La cabina

            Ayer estrené mampara de ducha, de esas modernas con botones de masaje y cierre hermético que ahora llaman cabinas. Antes tenía una cortina, una cortina preciosa con peces de colores, pero me pareció que también el baño necesitaba entrar en el siglo XXI y la arranqué de cuajo sin contemplaciones.

            Ser espontánea está bien y la verdad es que me sentí liberada; el problema es que aún no había comprado ninguna mampara ni había contratado a nadie para instalarla. El proceso duró tres días, tres interminables días sin mi preciosa cortina de peces de colores y sin mampara; tres terribles duchas arrimada a los azulejos, muerta de frío por no abrir demasiado el agua y que se me empapara el puto baño de mierda que no soporto limpiar. Al cuarto día llegó el técnico con mi mampara nueva, con mi actualización en el mundo húmedo y apasionante de los cuartos de baño. Era feliz.

            No me importó que el piso de toda la casa quedara hecho una auténtica mierda, con huellas de polvo que iban y venían con una persistencia insufrible, por mucho que le había dicho al tipo que pisara por el caminito de papel de periódico que había hecho especialmente para él. Tampoco me importó que las impolutas toallas blancas parecieran trozos de carbón, o que en los azulejos no se necesitara luz ultravioleta para ver las huellas del responsable del guarricidio. Solo sé que cuando el operario se marchó, me faltó tiempo para quitarme la ropa, y a trompicones, dejando un rastro textil a mi paso, llegué al baño en pelota picada, impaciente por probar aquel prodigio de la ingeniería.
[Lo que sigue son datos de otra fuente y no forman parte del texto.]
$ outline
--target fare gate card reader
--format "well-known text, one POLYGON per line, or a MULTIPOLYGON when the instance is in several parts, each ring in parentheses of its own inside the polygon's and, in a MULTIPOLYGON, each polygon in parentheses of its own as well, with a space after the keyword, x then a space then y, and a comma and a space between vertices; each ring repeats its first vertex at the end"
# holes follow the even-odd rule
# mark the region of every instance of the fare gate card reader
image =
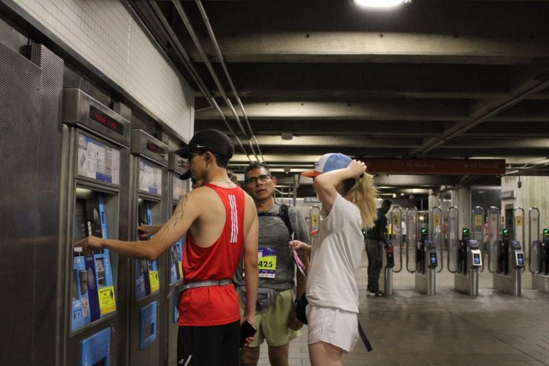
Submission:
POLYGON ((522 268, 524 266, 524 252, 520 247, 520 243, 517 240, 509 241, 510 249, 513 251, 511 257, 513 258, 513 268, 522 268))
POLYGON ((549 275, 549 229, 544 229, 544 236, 539 245, 539 271, 549 275))
POLYGON ((385 255, 386 264, 385 268, 394 268, 395 267, 395 251, 393 249, 393 245, 388 245, 385 248, 385 255))
POLYGON ((469 262, 471 264, 471 268, 482 267, 482 255, 480 253, 478 242, 470 239, 467 241, 467 245, 469 249, 469 262))

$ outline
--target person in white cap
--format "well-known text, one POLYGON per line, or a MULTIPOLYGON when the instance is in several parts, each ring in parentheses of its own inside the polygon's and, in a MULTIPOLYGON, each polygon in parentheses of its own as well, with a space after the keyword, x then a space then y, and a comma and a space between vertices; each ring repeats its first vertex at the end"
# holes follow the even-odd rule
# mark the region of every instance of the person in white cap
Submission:
POLYGON ((377 190, 366 165, 343 154, 325 154, 314 170, 324 218, 312 246, 292 240, 298 253, 310 253, 306 308, 309 355, 315 365, 343 365, 358 339, 358 289, 355 271, 360 264, 362 229, 373 225, 377 190))

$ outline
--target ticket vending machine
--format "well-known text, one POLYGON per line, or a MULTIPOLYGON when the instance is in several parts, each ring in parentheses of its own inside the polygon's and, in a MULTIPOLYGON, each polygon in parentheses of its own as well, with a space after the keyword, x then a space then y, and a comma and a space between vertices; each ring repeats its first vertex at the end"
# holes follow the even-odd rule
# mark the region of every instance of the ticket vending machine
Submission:
POLYGON ((461 230, 461 240, 458 244, 456 257, 457 270, 454 271, 454 288, 471 296, 478 296, 478 272, 482 266, 482 255, 478 242, 470 238, 469 228, 461 230))
MULTIPOLYGON (((116 363, 118 256, 86 255, 73 243, 88 236, 119 238, 127 204, 130 122, 78 89, 63 92, 63 150, 69 164, 65 308, 67 365, 116 363)), ((123 303, 122 303, 123 304, 123 303)))
POLYGON ((434 242, 428 238, 426 227, 420 229, 420 239, 417 242, 416 250, 416 290, 429 296, 435 295, 435 275, 439 260, 436 247, 434 242))
MULTIPOLYGON (((139 240, 140 225, 167 220, 167 146, 143 130, 132 130, 130 146, 130 231, 139 240)), ((165 316, 167 253, 156 260, 134 260, 130 266, 132 301, 130 365, 159 365, 165 358, 165 316)))
MULTIPOLYGON (((170 182, 170 213, 173 214, 179 201, 186 194, 190 187, 190 179, 182 179, 181 175, 186 172, 187 161, 175 152, 170 151, 168 155, 168 181, 170 182)), ((165 319, 167 330, 167 360, 168 365, 175 365, 177 362, 177 332, 179 321, 179 304, 177 300, 183 282, 183 240, 181 238, 170 248, 169 265, 167 266, 167 279, 166 287, 168 289, 165 299, 167 318, 165 319)))
POLYGON ((504 229, 498 245, 497 271, 493 273, 493 288, 504 293, 520 296, 524 252, 520 243, 511 239, 510 230, 504 229))

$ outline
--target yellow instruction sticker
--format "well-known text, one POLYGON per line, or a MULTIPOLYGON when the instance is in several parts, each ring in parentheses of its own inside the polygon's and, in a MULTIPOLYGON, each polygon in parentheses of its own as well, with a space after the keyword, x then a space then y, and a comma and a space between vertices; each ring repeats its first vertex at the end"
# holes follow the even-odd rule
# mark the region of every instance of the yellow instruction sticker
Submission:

            Abrí la puerta de la nave espacial y entré un poco vacilante. Por supuesto, no me había molestado en abrir el ladrillo de libro de uso que parecía el último éxito de Ken Follet, -leer el libro de instrucciones es de cobardes- pensé, así que empecé a apretar botones a lo loco. Una explosión de chorros me inmovilizó atacándome por todos los flancos mientras el vapor acumulado me dejaba completamente ciega. Temí que al salir hubiera hecho un viaje en el tiempo, o peor aún, que apareciera teletransportada en la casa de mi vecino. Me llevo muy bien con mi vecino, pero no sé qué pensaría si me encontrara de pronto en pelotas en su baño. Empecé a ponerme nerviosa y sentí que me faltaba el aire, así que sin hacer descompresión, intenté abrir la puerta, pero estaba atascada. Mientras tanto, los chorros seguían atacándome y la provisional ceguera me llevaba directa a un ataque de pánico. Me sentí como José Luis López Vázquez en la cabina pero peor, porque, apareciera donde apareciera, yo estaba en pelotas. Estuve un tiempo indescifrable luchando entre la vida y la muerte, debatiéndome por respirar en medio de aquella nube de vapor y agua hirviendo mientras forcejeaba violentamente con la puerta. Un resumen más bien penoso de mi vida me pasó ante los ojos y me pareció incluso empezar a ver el famoso túnel, hasta que, de pronto, la puerta se abrió y me precipité al exterior boqueando como un besugo fuera del agua.

            La experiencia fue tan traumática que volví a llamar al operario y le pedí que me desinstalara aquella máquina infernal inmediatamente. Ese mismo día compré una preciosa cortina de baño con peces de colores, porque el siglo XX también tenía sus cosas buenas.